Morphine dose-dependently increased
tail-withdrawal latencies in all monkeys under baseline conditions
(fig. 1, top panel). Session-control tail-withdrawal
latencies from 50°C and 55°C water were 1.6 ± 0.3 and
1.1 ± 0.1 sec, respectively. Morphine produced only 25% of the
M.P.E. when the monkeys were tested with 55°C water. In contrast,
when the monkeys were tested with 50°C water, 18 to 32 mg/kg morphine
produced a full antinociceptive effect and the baseline
ED50 of morphine was 6.4 ± 2.1 mg/kg. Daily
injections of 3.2 mg/kg morphine did not consistently alter
session-control tail-withdrawal latencies; however, the cumulative
morphine dose-response curve was increasingly shifted to the right
during the single-dosing phase of the study. After 12, 19 and 40 weeks
of daily morphine administration, the ED50 values of
morphine for producing antinociception were 8.9 ± 0.7, 14.4 ± 2.6 and 28.4 ± 12.3 mg/kg, respectively. After 40 weeks of
daily morphine administration, the mean antinociceptive effect in
50°C water produced by 32 mg/kg morphine was 60 ± 12% of the
M.P.E. (fig. 1). The morphine dose-response curve was displaced further
to the right during the double-dosing phase of the study. ED50 values for antinociception could not be calculated
reliably during the double-dosing phase. Twenty-four hours after
morphine during the double-dosing phase, a cumulative dose of 32 mg/kg morphine produced only 23% of the M.P.E., and a dose of 56 mg/kg morphine failed to produce greater than 70% analgesia in any of the
three monkeys. Two-way ANOVA revealed significant effects for drug dose
(F3,6 = 92.88, P < .001), phase of testing
(F3,6 = 7.31, P < .02) and dose × phase interaction (F9,18 = 5.41, P < .01).
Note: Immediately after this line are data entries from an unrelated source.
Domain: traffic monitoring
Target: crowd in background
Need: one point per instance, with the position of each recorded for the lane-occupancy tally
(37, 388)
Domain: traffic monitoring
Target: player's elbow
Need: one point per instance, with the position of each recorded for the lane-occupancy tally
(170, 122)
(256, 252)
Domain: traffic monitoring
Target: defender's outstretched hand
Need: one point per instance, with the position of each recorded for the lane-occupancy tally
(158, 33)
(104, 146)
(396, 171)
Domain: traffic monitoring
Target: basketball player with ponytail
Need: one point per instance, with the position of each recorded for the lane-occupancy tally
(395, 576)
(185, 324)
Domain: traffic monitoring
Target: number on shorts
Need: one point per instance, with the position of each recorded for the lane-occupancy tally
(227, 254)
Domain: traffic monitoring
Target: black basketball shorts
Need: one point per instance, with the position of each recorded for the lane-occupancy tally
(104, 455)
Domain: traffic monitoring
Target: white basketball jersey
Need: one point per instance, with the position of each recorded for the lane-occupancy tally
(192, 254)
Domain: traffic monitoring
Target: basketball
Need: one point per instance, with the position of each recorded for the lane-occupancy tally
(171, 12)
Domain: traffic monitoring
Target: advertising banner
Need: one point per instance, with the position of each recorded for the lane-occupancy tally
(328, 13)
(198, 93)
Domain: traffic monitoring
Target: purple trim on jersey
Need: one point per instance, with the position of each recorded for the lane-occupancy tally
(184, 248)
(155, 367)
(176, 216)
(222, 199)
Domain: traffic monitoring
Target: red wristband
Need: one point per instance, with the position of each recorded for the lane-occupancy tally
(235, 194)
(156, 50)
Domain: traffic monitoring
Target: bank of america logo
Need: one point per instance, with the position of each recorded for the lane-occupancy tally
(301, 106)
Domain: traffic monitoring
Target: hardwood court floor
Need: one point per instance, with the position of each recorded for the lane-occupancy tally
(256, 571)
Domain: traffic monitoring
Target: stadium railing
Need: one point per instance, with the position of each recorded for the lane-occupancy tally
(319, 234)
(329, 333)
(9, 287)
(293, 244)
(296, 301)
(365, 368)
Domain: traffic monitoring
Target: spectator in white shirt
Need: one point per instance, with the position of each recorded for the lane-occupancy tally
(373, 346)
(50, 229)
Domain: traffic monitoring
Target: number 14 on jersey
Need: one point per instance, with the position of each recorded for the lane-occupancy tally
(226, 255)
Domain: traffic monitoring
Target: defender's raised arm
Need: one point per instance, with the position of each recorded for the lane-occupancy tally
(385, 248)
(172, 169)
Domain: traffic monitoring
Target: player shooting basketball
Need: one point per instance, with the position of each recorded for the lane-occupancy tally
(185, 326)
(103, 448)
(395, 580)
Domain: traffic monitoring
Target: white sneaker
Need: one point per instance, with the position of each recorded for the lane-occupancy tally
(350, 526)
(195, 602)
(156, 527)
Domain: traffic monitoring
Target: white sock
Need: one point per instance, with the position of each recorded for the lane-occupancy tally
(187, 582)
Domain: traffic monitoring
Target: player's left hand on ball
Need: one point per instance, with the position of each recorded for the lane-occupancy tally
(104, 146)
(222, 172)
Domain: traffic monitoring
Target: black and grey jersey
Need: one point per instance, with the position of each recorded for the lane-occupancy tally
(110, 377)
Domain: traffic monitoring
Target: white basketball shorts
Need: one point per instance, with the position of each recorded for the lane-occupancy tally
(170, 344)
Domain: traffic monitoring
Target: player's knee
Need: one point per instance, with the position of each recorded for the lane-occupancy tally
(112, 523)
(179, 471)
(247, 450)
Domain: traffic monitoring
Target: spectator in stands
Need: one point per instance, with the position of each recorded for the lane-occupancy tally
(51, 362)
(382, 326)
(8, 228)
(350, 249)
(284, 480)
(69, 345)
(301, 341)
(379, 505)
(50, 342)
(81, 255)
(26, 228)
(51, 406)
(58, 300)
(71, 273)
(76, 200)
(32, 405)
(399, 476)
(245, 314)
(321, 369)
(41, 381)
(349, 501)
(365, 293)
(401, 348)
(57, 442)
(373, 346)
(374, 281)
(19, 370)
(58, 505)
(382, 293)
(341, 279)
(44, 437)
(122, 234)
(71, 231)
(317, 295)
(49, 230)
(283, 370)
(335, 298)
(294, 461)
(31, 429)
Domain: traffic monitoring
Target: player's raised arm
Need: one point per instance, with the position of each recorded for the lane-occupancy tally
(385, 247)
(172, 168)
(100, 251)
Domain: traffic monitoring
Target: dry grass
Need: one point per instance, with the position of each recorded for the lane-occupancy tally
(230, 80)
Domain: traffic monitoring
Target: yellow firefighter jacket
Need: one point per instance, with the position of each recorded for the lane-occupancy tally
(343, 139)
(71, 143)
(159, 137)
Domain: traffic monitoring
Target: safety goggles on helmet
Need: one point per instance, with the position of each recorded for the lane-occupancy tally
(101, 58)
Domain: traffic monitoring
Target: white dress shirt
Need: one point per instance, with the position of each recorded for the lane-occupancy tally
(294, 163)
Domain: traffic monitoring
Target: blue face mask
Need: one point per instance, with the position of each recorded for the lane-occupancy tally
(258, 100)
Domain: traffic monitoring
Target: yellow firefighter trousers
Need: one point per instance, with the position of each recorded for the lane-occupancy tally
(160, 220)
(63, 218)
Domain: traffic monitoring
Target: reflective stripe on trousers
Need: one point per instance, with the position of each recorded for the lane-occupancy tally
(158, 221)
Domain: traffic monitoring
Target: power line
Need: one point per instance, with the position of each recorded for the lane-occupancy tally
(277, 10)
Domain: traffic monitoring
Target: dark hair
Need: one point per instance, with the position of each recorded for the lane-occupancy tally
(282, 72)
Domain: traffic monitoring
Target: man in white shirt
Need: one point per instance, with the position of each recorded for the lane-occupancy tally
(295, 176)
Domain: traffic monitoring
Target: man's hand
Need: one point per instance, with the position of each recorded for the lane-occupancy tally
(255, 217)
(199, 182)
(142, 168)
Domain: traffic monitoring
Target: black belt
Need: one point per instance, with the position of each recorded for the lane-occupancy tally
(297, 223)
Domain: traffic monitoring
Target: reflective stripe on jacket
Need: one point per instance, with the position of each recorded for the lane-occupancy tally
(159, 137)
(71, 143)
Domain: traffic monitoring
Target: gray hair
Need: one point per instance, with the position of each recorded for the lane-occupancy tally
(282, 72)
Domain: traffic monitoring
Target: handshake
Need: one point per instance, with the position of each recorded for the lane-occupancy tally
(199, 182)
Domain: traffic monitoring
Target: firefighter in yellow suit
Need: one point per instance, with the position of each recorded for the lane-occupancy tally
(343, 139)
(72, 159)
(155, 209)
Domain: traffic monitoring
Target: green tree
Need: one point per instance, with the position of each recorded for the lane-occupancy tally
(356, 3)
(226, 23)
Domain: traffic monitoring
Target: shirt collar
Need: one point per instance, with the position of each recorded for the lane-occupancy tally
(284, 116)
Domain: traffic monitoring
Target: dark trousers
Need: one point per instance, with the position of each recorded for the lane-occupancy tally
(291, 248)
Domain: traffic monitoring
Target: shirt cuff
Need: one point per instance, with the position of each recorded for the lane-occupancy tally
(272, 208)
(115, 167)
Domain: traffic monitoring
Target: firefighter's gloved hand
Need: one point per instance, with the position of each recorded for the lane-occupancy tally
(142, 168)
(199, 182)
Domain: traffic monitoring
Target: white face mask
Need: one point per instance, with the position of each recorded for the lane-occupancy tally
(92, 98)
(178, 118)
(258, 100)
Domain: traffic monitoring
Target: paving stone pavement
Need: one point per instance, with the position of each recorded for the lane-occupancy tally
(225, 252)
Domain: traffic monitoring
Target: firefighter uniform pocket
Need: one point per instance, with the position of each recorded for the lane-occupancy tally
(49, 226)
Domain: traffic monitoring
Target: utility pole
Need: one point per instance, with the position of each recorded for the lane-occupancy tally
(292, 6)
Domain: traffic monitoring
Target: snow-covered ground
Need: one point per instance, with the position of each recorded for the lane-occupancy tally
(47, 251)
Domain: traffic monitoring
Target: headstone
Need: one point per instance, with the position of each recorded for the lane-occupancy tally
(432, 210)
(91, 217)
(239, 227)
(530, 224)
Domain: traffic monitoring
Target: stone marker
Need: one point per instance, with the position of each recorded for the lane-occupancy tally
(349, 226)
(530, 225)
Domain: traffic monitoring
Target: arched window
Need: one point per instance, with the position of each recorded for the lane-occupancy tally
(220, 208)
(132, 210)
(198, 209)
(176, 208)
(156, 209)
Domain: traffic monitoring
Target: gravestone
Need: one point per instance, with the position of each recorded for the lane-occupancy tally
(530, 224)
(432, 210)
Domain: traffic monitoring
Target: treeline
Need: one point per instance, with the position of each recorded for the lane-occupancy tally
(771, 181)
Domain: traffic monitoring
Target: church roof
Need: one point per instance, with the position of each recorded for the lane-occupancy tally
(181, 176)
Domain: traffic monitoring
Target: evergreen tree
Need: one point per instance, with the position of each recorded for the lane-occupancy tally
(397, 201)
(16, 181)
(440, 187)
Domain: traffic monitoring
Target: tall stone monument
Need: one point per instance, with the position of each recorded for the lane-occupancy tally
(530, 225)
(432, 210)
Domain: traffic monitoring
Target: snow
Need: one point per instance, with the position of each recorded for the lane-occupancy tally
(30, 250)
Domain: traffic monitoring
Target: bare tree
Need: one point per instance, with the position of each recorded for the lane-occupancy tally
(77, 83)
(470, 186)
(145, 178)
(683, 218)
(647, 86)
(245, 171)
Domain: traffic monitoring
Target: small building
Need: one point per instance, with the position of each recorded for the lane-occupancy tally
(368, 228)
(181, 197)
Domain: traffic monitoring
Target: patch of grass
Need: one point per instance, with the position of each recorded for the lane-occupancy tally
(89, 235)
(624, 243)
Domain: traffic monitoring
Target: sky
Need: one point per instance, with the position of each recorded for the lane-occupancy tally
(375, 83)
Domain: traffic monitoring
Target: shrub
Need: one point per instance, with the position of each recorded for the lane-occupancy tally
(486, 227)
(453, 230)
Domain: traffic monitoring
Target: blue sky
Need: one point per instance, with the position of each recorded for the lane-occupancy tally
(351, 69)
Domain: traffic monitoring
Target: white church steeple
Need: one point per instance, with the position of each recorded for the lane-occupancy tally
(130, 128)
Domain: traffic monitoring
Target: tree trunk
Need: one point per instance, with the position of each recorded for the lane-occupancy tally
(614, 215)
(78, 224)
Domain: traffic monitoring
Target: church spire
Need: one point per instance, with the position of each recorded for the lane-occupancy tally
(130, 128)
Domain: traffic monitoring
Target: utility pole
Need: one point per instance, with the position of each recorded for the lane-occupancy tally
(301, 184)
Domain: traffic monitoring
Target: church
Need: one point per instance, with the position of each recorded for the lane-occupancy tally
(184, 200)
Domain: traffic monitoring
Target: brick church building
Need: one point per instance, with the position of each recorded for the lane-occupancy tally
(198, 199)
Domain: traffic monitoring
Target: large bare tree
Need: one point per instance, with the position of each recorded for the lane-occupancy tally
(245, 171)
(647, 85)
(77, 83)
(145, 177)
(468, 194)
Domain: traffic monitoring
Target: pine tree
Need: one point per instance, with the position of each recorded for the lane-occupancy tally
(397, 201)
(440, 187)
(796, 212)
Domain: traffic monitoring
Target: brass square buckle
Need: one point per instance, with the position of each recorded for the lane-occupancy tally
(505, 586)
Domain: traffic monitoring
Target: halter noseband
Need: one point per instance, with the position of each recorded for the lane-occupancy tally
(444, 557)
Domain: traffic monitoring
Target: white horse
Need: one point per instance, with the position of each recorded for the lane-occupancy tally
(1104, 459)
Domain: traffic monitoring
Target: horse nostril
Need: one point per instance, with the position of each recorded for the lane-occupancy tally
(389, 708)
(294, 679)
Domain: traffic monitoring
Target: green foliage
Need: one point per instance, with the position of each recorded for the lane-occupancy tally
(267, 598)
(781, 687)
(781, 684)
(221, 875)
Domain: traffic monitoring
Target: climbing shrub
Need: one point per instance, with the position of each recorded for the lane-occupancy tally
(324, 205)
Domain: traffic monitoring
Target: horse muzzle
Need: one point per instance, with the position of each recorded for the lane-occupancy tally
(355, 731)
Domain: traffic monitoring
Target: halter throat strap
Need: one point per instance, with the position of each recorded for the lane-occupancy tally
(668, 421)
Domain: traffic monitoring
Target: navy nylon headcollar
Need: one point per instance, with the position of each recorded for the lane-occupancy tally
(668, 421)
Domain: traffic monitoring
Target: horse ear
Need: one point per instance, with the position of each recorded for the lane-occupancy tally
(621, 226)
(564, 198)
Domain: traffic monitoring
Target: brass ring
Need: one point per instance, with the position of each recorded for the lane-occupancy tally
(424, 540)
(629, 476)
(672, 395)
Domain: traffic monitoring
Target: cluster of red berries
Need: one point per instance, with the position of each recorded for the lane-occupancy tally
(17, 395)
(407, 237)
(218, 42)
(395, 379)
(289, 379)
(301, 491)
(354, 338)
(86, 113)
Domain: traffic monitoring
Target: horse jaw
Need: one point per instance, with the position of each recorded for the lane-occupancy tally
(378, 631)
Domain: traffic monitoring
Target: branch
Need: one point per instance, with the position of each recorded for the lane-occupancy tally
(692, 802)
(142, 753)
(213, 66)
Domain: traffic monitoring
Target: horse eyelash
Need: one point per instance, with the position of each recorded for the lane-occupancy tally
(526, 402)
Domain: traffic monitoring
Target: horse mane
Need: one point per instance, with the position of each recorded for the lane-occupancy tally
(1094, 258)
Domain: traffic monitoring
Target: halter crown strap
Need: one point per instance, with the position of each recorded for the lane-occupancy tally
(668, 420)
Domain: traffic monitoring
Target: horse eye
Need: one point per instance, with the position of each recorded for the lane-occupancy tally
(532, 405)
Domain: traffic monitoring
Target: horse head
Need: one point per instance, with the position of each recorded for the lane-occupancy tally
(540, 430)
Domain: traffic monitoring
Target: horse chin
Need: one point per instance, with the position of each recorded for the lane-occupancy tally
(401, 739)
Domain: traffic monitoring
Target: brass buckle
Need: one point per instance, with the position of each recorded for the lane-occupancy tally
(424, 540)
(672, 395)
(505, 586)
Post hoc analysis indicated that the morphine dose-effect curve for antinociceptive effects during the double-dosing phase was
significantly different from the curves obtained during the baseline
phase, and that the effects of 10 and 32 mg/kg morphine during the last
determination of the single-dosing phase and during the double-dosing
phase differed from the baseline effects of these doses.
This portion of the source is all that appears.